E’ inutile continuare a menarsela con la difesa dell’ambiente, senza adottare misure concrete. E’ questo, in estrema sintesi, il messaggio lanciato dall’Agenzia europea dell’Ambiente nel suo ultimo rapporto, che porta un titolo senza dubbio utopistico almeno per lo stato attuale delle cose: “Verso una mobilità pulita e intelligente”.

“Pulita” significa sostenibile. Il che, applicato alla mobilità, vuol dire più o meno fare sforzi ora per goderne i benefici nel medio e lungo termine. Sforzi drastici, visto che il comparto dei trasporti continuerà a mettere sotto pressione la qualità dell’aria che respiriamo con inquinamento acustico e atmosferico, per non parlare dell’endemico problema traffico.

Le stime della Commissione Europea non sono certo d’aiuto: da qui al 2050 il trasporto passeggeri crescerà del 40%, e in particolare sarà il settore aereo a conoscere l’incremento più sostanzioso (+58%). Il che, alla luce delle blande politiche ambientali attuali, farà sì che le emissioni di gas a effetto serra aumenteranno del 15% tra il 2030 e il 2050, rispetto ai livelli rilevati nel 1990. Il che fa sorridere, visto che l’obiettivo sbandierato proprio per il 2050 era (ed è tuttora) una loro riduzione del 60%.
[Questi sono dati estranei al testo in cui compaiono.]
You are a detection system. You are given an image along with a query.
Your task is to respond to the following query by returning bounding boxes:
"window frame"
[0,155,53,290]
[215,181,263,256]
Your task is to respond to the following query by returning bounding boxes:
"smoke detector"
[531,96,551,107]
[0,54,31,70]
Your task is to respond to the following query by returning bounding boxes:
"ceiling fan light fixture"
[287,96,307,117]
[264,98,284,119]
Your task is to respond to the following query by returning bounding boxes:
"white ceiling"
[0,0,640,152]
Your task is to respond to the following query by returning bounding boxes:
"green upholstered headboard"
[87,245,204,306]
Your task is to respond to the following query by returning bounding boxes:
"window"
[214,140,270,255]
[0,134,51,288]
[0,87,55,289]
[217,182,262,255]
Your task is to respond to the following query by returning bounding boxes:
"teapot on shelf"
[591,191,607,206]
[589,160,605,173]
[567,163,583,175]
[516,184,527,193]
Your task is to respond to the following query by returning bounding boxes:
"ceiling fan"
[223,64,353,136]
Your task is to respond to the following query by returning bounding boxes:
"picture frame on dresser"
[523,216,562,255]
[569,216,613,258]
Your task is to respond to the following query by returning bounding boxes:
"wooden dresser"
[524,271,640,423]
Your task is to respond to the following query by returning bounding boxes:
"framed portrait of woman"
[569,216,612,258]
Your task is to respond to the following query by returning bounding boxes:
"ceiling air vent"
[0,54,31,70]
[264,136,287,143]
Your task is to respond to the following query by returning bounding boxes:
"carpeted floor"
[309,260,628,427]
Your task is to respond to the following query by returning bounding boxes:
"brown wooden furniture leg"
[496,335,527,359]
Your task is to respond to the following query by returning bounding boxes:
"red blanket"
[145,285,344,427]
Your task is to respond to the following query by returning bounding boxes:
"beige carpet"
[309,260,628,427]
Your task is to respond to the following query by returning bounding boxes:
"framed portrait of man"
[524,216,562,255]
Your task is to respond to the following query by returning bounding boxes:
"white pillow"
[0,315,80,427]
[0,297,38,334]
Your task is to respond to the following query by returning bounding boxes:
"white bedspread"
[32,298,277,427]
“Intelligente”, dovrebbe essere il modo di affrontare il problema. Il rapporto tiene in considerazione l’effetto benefico (per ora più che altro potenziale o relativamente modesto) di soluzioni come le auto elettriche, la mobilità condivisa o i servizi di mobilità on-demand. Il problema, semmai, è che i timidi segnali positivi lanciati vengono fagocitati dalla sempre più pressante domanda di trasporto, che come detto aumenta incessantemente.

Soluzioni possibili? Non si scopre certo l’acqua calda dicendo che la tecnologia ha e avrà un ruolo di primo piano nella battaglia per un’aria più pulita: l’efficienza di motori e caburanti di auto, navi ed aerei va migliorata, e bisogna creare le condizioni affinchè le auto elettriche (con pieno di energia ottenuto da fonti rinnovabili) trovino un impiego sempre più capillare. Senza dimenticare che anche il proprio stile di vita incide sull’aria che si respira: pensiamoci, prima di prendere la macchina anche quando non serve.